Today off the corner of the island of Saints
    the sea is wild
God’s firstborn have surfaced there
    chaos monsters are at play

There are no rules of course
they simply hurl themselves at everything
    bellowing in primal joy
Laughter booms across the whirlwind
All is drenched in salt and light

The rocks, as they always do,
    sit this one out
Unprovoked by these mad wet assaults
they wait for close of play
    and a drying wind

Tossed high across this frenzied world
the pilgrims cannot sleep in the storm
    are clinging to rope and mast upon
this wildly pitching Ark of Salvation
gripping the tiller with white knuckle faith
eyes straining for the horizon

They are past wondering if Jesus
    cares they are perishing
They are seeking the Farthest Shore
and have staked everything on this –
that the fiercest current of all
    is love

July 2017
Bardsey Island (or Ynys Enlii – ‘Isle of Currents’) is a small island three miles off the Lleyn Peninsula, North Wales. 1.5 long by .5 mls wide it is today a farm and bird sanctuary.
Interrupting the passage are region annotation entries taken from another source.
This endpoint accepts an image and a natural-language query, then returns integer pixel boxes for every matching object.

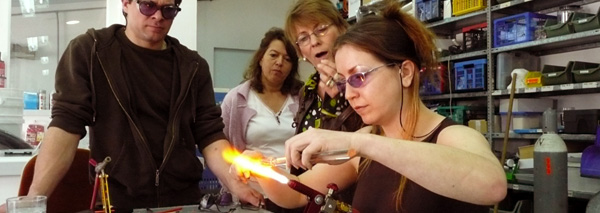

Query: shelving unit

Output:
[508,183,594,199]
[422,0,600,143]
[421,0,600,205]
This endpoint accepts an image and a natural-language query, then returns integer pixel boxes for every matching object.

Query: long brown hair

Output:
[334,0,436,210]
[244,27,302,95]
[283,0,349,54]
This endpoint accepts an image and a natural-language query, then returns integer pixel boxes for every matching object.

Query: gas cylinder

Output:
[533,109,568,213]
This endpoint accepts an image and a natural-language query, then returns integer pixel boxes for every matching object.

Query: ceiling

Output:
[12,0,105,7]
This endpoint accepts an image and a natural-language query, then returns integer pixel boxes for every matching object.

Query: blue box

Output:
[494,12,556,47]
[415,0,444,22]
[454,59,487,91]
[23,92,39,109]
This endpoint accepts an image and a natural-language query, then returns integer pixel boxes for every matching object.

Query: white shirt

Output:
[246,90,295,157]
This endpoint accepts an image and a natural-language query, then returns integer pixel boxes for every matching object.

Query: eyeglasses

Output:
[137,1,181,19]
[296,24,331,46]
[337,63,396,91]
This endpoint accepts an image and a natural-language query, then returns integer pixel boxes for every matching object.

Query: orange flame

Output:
[223,149,289,184]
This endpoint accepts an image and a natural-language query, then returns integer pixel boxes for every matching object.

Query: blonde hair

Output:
[283,0,349,55]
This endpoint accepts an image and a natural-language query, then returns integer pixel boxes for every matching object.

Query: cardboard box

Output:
[469,120,487,134]
[519,145,535,159]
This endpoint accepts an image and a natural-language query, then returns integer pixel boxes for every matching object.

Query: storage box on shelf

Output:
[564,109,600,134]
[419,64,448,95]
[415,0,444,22]
[454,59,487,91]
[571,61,600,83]
[452,0,487,16]
[437,106,487,125]
[462,22,487,52]
[493,12,556,47]
[544,13,575,38]
[542,62,573,86]
[496,51,540,90]
[573,7,600,32]
[499,98,554,133]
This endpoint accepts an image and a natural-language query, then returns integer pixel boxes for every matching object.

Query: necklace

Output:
[273,110,281,125]
[252,91,288,125]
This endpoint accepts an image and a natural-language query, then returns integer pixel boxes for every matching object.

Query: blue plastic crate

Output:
[454,59,487,91]
[494,12,556,47]
[416,0,444,22]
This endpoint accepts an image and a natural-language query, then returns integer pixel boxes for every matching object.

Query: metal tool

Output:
[262,149,356,167]
[287,180,359,213]
[89,156,112,213]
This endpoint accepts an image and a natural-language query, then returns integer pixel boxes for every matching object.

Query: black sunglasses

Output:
[137,1,181,19]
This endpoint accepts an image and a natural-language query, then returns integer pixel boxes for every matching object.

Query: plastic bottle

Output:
[533,109,568,213]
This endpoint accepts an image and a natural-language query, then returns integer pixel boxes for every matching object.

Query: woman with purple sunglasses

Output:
[234,0,507,212]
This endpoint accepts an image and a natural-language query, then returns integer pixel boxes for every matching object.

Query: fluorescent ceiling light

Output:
[67,20,79,25]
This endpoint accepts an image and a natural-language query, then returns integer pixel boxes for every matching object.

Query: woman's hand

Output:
[285,128,355,169]
[229,150,263,183]
[315,59,342,97]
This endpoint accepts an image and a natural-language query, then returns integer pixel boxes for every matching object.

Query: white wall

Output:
[0,0,11,88]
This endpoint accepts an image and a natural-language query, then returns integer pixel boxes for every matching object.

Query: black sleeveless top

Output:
[352,118,490,213]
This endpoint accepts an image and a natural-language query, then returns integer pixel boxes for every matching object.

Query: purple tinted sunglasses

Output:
[336,63,396,91]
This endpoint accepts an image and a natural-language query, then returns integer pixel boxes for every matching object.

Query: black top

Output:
[352,118,489,213]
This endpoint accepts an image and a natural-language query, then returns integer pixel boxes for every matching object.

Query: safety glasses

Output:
[137,1,181,19]
[296,24,331,47]
[336,63,396,91]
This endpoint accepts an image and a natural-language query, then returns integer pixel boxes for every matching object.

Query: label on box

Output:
[581,82,598,89]
[500,1,512,8]
[560,84,575,90]
[541,86,554,92]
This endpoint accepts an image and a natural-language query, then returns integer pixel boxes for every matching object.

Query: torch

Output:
[223,150,358,213]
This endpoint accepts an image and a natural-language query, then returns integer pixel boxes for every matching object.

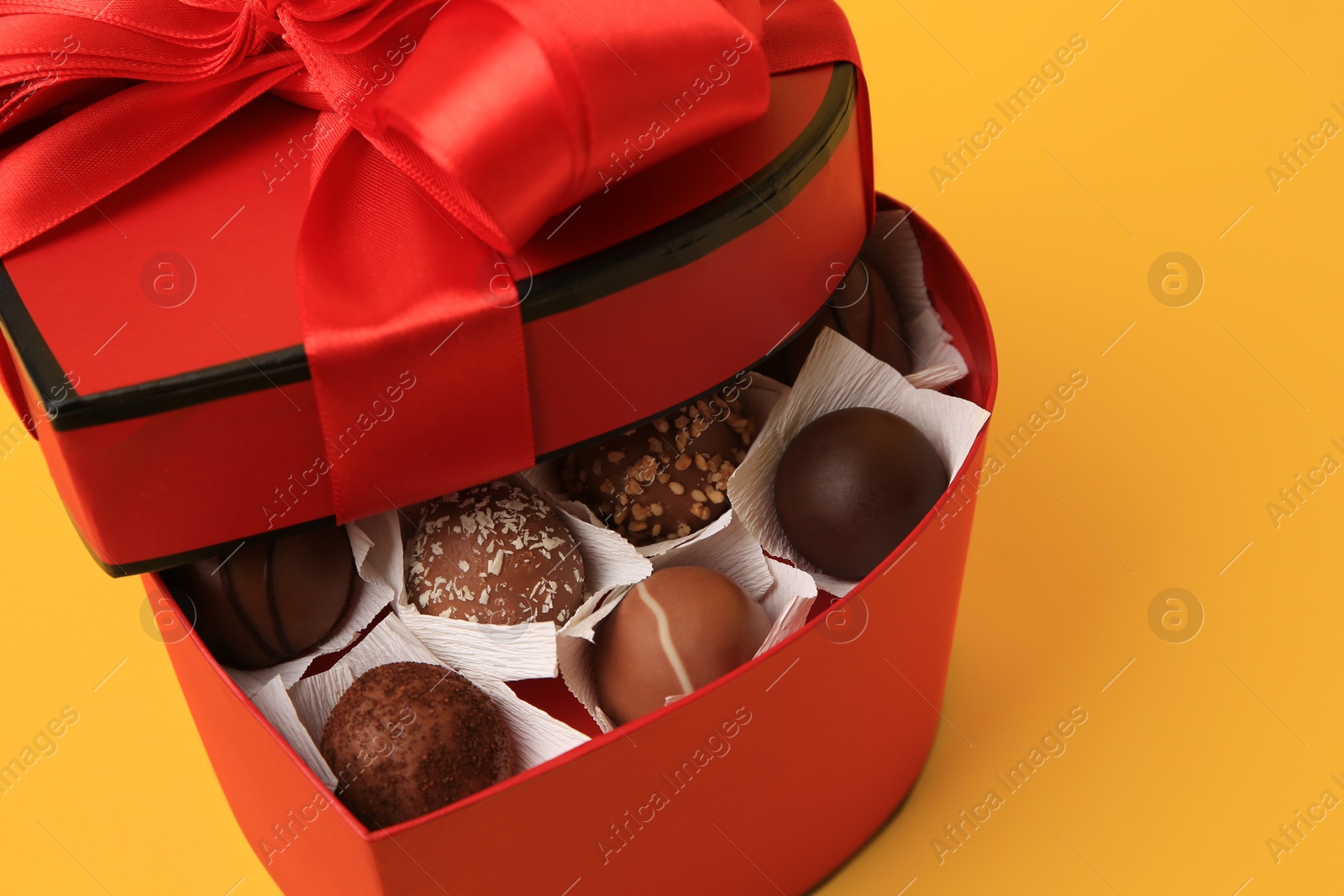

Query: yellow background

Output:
[0,0,1344,896]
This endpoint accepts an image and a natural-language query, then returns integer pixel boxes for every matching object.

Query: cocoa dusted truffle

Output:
[321,663,513,829]
[560,398,755,547]
[163,527,359,669]
[774,407,948,579]
[406,481,583,625]
[593,567,770,726]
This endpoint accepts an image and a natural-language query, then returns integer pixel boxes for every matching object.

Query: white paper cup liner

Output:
[728,329,990,596]
[858,210,968,390]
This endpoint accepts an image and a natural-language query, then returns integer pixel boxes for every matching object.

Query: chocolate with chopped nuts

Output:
[406,481,583,625]
[560,398,755,547]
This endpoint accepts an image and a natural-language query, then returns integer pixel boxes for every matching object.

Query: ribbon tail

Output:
[297,133,535,521]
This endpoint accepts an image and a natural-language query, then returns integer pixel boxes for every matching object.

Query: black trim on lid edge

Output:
[0,63,858,429]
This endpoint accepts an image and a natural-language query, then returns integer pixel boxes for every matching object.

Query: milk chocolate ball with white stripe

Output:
[593,567,770,726]
[406,481,583,625]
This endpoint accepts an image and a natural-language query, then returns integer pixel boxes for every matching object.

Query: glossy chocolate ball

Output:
[406,481,583,625]
[321,663,513,829]
[163,527,359,669]
[774,407,948,580]
[593,567,770,726]
[560,398,755,545]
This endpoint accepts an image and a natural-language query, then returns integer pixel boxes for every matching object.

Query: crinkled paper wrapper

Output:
[728,326,990,596]
[858,211,968,390]
[253,616,587,790]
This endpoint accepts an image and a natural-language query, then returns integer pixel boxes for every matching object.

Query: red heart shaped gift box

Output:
[0,3,997,896]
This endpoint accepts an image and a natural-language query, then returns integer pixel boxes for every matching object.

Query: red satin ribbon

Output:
[0,0,856,520]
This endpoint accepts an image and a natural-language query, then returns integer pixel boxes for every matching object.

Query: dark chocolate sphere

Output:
[406,481,583,625]
[593,567,770,726]
[321,663,513,829]
[163,527,359,669]
[560,398,755,545]
[774,407,948,579]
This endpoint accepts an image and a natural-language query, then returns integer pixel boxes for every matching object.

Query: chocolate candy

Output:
[560,396,755,545]
[406,481,583,625]
[163,527,359,669]
[321,663,513,829]
[593,567,770,724]
[774,407,948,579]
[759,259,912,383]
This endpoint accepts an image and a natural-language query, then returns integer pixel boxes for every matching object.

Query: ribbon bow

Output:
[0,0,852,521]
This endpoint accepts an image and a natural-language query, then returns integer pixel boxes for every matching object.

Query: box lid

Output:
[0,63,871,575]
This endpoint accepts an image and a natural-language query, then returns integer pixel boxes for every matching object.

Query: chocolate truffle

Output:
[759,259,912,385]
[593,567,770,726]
[163,527,359,669]
[560,396,755,547]
[321,663,513,829]
[774,407,948,579]
[406,481,583,625]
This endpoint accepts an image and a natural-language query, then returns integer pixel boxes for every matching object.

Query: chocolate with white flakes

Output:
[406,481,583,625]
[560,398,755,547]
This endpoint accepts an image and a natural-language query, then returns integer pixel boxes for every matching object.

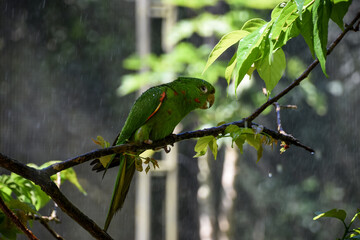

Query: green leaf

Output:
[194,136,215,157]
[330,0,352,30]
[295,0,305,20]
[312,0,331,77]
[255,48,286,92]
[298,10,315,58]
[246,132,263,162]
[28,162,87,196]
[241,18,266,33]
[313,208,346,222]
[225,53,236,85]
[269,1,298,46]
[234,24,267,91]
[59,168,87,195]
[209,137,218,160]
[203,30,249,73]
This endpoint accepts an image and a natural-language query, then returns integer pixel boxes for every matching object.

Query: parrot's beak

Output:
[201,94,215,109]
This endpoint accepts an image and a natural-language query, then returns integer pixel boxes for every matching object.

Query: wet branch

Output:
[0,153,112,239]
[41,120,314,176]
[0,196,39,240]
[0,9,360,239]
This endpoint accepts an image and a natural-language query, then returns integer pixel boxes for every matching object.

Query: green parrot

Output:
[93,77,215,231]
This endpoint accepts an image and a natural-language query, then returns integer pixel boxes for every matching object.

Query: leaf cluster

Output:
[204,0,351,92]
[0,161,86,239]
[313,208,360,240]
[194,125,277,161]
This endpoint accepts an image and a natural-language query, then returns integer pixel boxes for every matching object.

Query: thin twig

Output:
[28,215,64,240]
[246,12,360,122]
[0,196,39,240]
[273,102,286,135]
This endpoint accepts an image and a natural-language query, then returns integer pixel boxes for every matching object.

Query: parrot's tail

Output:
[100,156,135,231]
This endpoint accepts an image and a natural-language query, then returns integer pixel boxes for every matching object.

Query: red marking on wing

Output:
[160,92,166,102]
[146,92,166,121]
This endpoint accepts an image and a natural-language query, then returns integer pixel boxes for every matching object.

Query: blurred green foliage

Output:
[0,161,86,240]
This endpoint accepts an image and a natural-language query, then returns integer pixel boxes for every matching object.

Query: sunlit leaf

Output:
[312,0,331,77]
[203,30,249,73]
[209,137,218,160]
[330,0,352,30]
[255,48,286,92]
[234,24,267,90]
[61,168,86,195]
[225,53,236,84]
[269,1,298,44]
[241,18,266,33]
[295,0,305,20]
[313,209,346,222]
[194,136,214,157]
[298,10,315,58]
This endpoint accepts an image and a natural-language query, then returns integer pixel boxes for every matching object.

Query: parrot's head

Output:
[175,77,215,109]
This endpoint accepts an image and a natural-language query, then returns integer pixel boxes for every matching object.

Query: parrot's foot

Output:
[144,139,153,145]
[163,146,171,153]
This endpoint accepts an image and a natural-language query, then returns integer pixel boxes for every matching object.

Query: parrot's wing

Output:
[91,84,167,172]
[114,85,166,145]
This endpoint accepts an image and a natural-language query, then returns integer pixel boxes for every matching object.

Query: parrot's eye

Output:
[200,85,207,93]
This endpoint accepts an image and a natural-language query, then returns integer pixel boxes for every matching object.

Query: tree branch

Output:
[0,153,112,239]
[0,9,360,239]
[246,12,360,122]
[41,120,314,176]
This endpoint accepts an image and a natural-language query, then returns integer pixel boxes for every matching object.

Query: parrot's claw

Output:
[144,139,153,145]
[164,146,171,153]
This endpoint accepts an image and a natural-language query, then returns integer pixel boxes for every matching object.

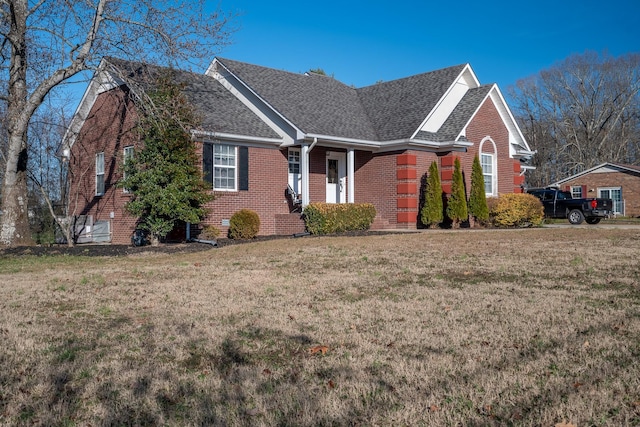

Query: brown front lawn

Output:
[0,228,640,427]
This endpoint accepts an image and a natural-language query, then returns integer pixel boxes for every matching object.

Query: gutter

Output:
[303,133,473,155]
[191,130,284,145]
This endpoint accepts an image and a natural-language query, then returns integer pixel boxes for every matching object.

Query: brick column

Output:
[440,154,456,195]
[396,154,418,228]
[513,161,524,193]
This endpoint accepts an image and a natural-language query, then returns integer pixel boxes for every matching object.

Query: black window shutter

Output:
[238,147,249,191]
[202,143,213,187]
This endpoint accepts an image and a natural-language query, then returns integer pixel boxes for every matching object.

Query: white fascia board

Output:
[56,59,124,158]
[205,58,304,145]
[489,84,531,151]
[191,130,283,147]
[458,83,536,157]
[304,134,473,152]
[411,64,480,138]
[552,162,620,185]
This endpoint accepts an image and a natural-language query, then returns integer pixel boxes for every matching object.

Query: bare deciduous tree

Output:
[510,52,640,186]
[0,0,234,245]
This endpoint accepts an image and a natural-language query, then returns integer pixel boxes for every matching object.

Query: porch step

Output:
[275,212,305,236]
[370,215,393,230]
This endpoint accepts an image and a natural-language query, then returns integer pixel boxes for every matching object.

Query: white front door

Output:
[327,151,347,203]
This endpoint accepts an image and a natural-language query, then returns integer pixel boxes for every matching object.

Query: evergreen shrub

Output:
[304,203,376,234]
[469,155,489,224]
[229,209,260,240]
[487,193,544,227]
[446,157,469,228]
[420,161,444,228]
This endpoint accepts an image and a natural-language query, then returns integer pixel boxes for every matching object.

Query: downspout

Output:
[301,138,318,210]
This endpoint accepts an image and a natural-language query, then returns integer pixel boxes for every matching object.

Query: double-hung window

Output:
[122,145,133,193]
[213,144,237,191]
[96,152,104,196]
[480,153,496,196]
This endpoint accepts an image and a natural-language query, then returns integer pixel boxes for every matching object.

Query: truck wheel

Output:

But for a time, in the Middle Ages, it was one of the most significant Christian pilgrimage centres in Europe. Its other name is ‘The Island of 20,000 saints’. The crossing was very hazardous – the currents and seas very fierce. On a wild and windy day I sat looking out at the crashing waves and tried to imagine that the journey of faith. The poem draws on the creation poem at the end Job and on the story of Jesus stilling the storm.